Jamaica Gleaner / Jamaica and the Republic of South Africa are to sign a commercial agreement, which will see businesses in both countries collaborating on nutraceuticals, research, and development.
This was stated by Charge d’Affaires at the South African High Commission Phillip Riley while addressing a National Commission on Science and Technology (NCST) Symposium last week at the Jamaica Conference Centre in Kingston.
The agreement will be signed in a few days during a visit to South Africa by Minister of Science, Energy and Technology Dr Andrew Wheatley and Director General at NCST Professor Errol Morrison.

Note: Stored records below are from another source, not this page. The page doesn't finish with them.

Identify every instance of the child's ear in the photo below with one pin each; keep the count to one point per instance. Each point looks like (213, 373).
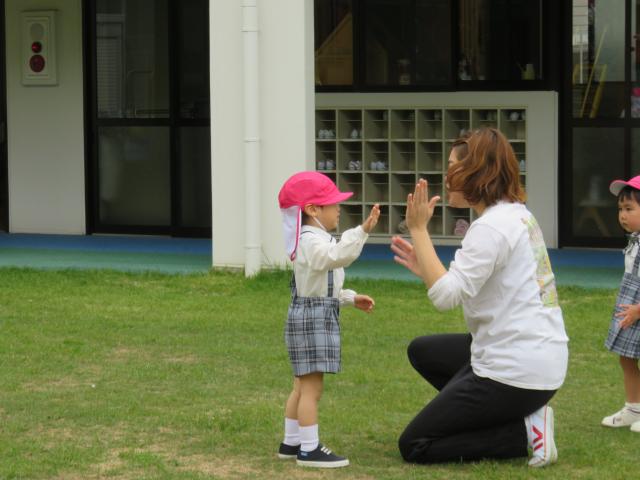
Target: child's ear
(310, 210)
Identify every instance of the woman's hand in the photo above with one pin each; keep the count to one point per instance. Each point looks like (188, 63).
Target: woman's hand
(630, 314)
(419, 207)
(372, 220)
(364, 303)
(405, 255)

Riley indictated that the commercial agreement would supplement the current partnership in place for bi-lateral scientific research on nutraceuticals, which came into effect in 2015.
“The agreement will allow bush medicine to transition into the modern economy,” Riley stated.
He said that this new bi-lateral agreement between both countries would be looking at how “these plants can feed us better, give us better nutrition, and how we can take those ingredients and commercialise them and turn them into businesses.”
Riley added that the agreement would also involve academia, researchers, and business persons.
The symposium was held in collaboration with the Scientific Research Council and the Institute of Jamaica and was aimed at exposing science and technology to the youth.
It was also held as part of activities to highlight Science and Technology Month, which is observed in November.